Recent architectures support localization in dynamic acoustic environments, where speaker count and positions may vary over time. By tracking moving peaks over frame-averaged or blockwise posteriors, these systems realize online tracking and instantaneous adaptation to sources entering or leaving the region of interest (Chakrabarty et al., 2018, Hammer et al., 2020). Source splitting with dedicated branches or masks enables source-specific posteriors, facilitating downstream tasks such as source-aware speech recognition, where explicit DOA features reduce word error rates by up to 50% in far-field multi-talker ASR (Subramanian et al., 2021).

Novel multi-modal and information-informed architectures further extend performance. Signal-informed masking using external microphones physically attached to the target speaker can improve DOA accuracy by up to 36% median error reduction, even in the presence of four interfering speakers (Kowalk et al., 2022). Auxiliary modalities (visual, external voiceprint anchors) or multi-stage systems (triangulation, confidence-based node selection) increase robustness and adaptability in complex or distributed environments (Wang et al., 2022, Li et al., 2024).

7. Limitations, Practical Insights, and Future Directions

Key limitations and open challenges include:

Permutation ambiguity: In the absence of source anchoring, label permutation remains an issue, though permutation-invariant objectives and spatial priors help alleviate this (Wang et al., 2022).
Source counting: Implicit in multi-label architectures but may benefit from explicit fusion, especially in ROI-constrained or low-SNR regimes (Jazaeri et al., 23 Sep 2025).
Scalability: For increasing speaker counts or large ad-hoc arrays, combinatorial explosion in triangulation or clustering may introduce computation or accuracy bottlenecks, suggesting need for hybrid or confidence-weighted fusion strategies (Liu et al., 2022).
Physical and geometric limits: Small array apertures, low SNR, and reverberant energy impose phase ambiguity or spatial aliasing, potentially limiting DOA resolution. Deep models are robust to some degree but not immune.

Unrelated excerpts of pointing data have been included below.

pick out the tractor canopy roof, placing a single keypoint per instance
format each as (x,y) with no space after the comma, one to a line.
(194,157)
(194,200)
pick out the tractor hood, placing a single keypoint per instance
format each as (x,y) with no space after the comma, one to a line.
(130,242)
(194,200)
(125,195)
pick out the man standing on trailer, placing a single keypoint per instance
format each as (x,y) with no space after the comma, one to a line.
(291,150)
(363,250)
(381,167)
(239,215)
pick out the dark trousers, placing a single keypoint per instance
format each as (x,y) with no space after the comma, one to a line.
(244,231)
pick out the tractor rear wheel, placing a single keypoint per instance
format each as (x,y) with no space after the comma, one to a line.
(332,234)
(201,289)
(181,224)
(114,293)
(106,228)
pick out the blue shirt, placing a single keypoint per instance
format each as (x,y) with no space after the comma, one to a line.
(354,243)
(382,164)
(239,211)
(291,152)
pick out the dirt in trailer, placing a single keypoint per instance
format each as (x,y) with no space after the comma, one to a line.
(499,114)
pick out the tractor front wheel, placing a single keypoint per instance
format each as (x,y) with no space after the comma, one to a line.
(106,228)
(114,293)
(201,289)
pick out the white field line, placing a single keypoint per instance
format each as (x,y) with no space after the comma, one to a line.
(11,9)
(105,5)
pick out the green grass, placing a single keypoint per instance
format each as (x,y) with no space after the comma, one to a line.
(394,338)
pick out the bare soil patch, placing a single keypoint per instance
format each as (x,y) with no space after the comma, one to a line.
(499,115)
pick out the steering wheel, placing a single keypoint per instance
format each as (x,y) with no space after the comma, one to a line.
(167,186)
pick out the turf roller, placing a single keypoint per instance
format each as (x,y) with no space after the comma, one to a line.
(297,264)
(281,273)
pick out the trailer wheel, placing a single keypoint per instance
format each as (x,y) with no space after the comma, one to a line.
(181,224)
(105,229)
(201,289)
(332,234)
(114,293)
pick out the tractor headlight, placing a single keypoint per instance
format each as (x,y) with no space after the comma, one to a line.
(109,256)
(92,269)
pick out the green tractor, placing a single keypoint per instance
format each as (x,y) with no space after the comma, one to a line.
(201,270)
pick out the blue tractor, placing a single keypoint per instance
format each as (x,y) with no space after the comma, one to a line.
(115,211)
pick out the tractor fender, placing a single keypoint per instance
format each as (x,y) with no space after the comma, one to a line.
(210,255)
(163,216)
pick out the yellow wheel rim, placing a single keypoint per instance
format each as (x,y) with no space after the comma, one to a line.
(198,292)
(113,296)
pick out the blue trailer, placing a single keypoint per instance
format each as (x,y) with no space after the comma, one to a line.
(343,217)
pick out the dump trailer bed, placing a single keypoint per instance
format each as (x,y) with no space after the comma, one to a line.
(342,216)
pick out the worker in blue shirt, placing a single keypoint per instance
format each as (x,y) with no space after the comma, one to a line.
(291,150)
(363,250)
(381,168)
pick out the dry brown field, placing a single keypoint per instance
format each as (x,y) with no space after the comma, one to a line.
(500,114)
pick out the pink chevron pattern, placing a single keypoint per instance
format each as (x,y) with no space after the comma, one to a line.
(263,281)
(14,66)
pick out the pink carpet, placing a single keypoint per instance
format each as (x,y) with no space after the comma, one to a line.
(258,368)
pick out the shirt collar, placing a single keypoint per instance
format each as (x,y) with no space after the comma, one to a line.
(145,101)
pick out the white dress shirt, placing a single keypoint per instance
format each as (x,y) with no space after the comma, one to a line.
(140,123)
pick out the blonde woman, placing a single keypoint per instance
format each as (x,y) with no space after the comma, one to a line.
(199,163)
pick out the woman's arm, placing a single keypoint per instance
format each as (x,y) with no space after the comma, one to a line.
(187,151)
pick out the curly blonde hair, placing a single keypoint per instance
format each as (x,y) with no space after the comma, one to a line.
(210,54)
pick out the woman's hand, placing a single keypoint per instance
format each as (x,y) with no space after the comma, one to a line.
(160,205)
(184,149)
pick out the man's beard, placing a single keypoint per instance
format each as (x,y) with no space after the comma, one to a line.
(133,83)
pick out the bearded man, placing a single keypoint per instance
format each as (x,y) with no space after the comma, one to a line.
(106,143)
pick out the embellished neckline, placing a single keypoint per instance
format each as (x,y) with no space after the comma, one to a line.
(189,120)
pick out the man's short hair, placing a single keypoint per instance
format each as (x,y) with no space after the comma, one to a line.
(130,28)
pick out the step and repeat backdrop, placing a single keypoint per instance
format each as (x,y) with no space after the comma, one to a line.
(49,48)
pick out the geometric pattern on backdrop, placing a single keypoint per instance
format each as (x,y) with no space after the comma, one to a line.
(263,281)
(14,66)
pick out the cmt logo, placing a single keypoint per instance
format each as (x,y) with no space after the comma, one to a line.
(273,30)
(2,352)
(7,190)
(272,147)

Future directions include full 3D extension (azimuth + elevation), end-to-end training of all fusion (e.g., node selection + triangulation), integration with speech enhancement and separation (as in DBnet (Aroudi et al., 2020)), and domain adaptation to arbitrary microphone geometries or distributed sensor networks.

In summary, deep convolutional networks for multi-speaker DOA estimation exploit raw phase-based spatial structure, multi-label learning, and extensive simulated augmentation to achieve robust, real-time, and high-resolution localization in complex acoustic scenes. These systems have demonstrated marked improvements over classical approaches and provide a flexible foundation for downstream source separation, robust multi-speaker speech recognition, and spatial audio analysis (Chakrabarty et al., 2018).